C4.5 decision tree (DT)
C4.5 DT is a branch-test-based classifier (Quinlan 1993). A branch in a decision tree corresponds to a group of data classes and a leaf represents a specific data class. A decision node specifies a test to be conducted on a single descriptor value, with one branch and its subsequent data classes as possible outcomes of the test. A given compound with vector x is classified by starting at the root of the tree and moving through the tree until a leaf is encountered. At each non-leaf decision node, a test is conducted and the classification process proceeds to the branch selected by the test. Upon reaching the destination leaf, the data class of the given compound is predicted to be that associated with the leaf.

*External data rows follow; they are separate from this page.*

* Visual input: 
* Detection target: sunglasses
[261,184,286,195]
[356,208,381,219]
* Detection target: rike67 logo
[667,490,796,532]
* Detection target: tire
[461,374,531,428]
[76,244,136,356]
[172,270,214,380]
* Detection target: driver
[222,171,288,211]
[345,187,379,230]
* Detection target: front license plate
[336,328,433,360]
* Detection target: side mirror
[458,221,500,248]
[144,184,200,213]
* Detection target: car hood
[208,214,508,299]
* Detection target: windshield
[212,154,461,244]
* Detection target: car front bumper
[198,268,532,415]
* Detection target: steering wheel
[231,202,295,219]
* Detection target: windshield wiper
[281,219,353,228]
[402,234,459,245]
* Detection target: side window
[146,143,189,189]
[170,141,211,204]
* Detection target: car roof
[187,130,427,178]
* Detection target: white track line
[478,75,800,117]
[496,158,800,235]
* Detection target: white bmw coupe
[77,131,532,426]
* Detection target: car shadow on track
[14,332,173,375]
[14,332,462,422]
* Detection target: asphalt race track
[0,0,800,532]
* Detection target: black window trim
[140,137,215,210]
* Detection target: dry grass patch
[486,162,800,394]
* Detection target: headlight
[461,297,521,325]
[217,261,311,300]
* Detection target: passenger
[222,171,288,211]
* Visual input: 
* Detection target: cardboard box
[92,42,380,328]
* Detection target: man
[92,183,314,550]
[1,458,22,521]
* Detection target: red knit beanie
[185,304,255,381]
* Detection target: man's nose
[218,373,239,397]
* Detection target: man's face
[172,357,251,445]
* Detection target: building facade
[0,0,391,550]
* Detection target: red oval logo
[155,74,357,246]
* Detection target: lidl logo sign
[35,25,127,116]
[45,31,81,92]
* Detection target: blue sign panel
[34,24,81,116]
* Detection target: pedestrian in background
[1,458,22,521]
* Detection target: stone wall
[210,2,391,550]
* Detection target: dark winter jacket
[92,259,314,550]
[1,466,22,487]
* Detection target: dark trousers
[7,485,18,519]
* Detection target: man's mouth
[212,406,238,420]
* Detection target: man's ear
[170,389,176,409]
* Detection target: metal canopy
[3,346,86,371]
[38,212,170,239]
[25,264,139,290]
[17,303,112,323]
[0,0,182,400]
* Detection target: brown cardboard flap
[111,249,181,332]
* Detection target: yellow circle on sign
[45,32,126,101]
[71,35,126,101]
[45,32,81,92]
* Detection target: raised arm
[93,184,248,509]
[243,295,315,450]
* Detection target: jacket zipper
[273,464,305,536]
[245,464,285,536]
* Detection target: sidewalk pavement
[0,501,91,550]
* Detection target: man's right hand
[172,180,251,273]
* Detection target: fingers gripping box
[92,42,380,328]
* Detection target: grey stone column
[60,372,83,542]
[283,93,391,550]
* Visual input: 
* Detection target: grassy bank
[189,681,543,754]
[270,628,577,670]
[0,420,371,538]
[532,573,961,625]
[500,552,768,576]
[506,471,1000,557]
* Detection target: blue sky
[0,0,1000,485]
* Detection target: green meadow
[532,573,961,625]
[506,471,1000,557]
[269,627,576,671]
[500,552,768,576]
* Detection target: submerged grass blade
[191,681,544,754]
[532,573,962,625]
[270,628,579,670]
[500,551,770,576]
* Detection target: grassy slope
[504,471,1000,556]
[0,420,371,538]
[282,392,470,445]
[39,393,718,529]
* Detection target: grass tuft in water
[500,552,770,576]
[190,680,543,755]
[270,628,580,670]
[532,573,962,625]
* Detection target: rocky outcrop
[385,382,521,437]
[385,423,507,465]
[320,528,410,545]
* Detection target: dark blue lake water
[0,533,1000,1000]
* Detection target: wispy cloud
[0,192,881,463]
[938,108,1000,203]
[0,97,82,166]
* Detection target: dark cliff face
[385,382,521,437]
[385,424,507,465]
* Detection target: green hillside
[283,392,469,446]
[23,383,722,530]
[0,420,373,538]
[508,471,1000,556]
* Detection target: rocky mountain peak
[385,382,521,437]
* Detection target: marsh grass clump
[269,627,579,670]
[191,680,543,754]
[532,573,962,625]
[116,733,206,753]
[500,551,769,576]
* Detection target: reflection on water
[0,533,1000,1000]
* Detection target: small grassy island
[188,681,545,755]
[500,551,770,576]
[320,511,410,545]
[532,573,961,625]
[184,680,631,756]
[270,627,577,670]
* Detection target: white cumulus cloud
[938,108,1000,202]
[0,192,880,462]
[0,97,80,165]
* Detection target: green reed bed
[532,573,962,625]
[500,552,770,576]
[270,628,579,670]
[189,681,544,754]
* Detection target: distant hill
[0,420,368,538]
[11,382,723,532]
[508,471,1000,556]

The algorithm is a recursive greedy heuristic that selects descriptors for membership within the tree. It uses recursive partitioning to examine every descriptor of the compounds in the training set and rank them according to their ability to partition the remaining compounds, thereby constructing a decision tree. Whether or not a descriptor is included within the tree is based on the value of its information gain. As a statistical property, information gain measures how well the descriptor separate training cases into subsets in which the data class is homogeneous. For descriptors with continuous values, a threshold value had to be established within each descriptor so that it could partition the training cases into subsets. These threshold values for each descriptor were established by rank ordering the values within each descriptor from lowest to highest and repeatedly calculating the information gain using the arithmetical midpoint between all successive values within the rank order. The midpoint value with the highest information gain was selected as the threshold value for the descriptor. That descriptor with the highest information gain (information being the most useful for classification) was then selected for inclusion in the DT. The algorithm continued to build the tree in this manner until it accounted for all training cases. Ties between descriptors that were equal in terms of information gain were broken randomly (Carnahan et al. 2003).
References
- Carnahan B, Meyer G and Kuntz L-A (2003). Comparing statistical and machine learning classifiers: Alternatives for predictive modeling in human factors research. Human Factors 45(3): 408-423.
- Quinlan JR (1993). C4.5 : programs for machine learning. San Mateo, Calif, Morgan Kaufmann.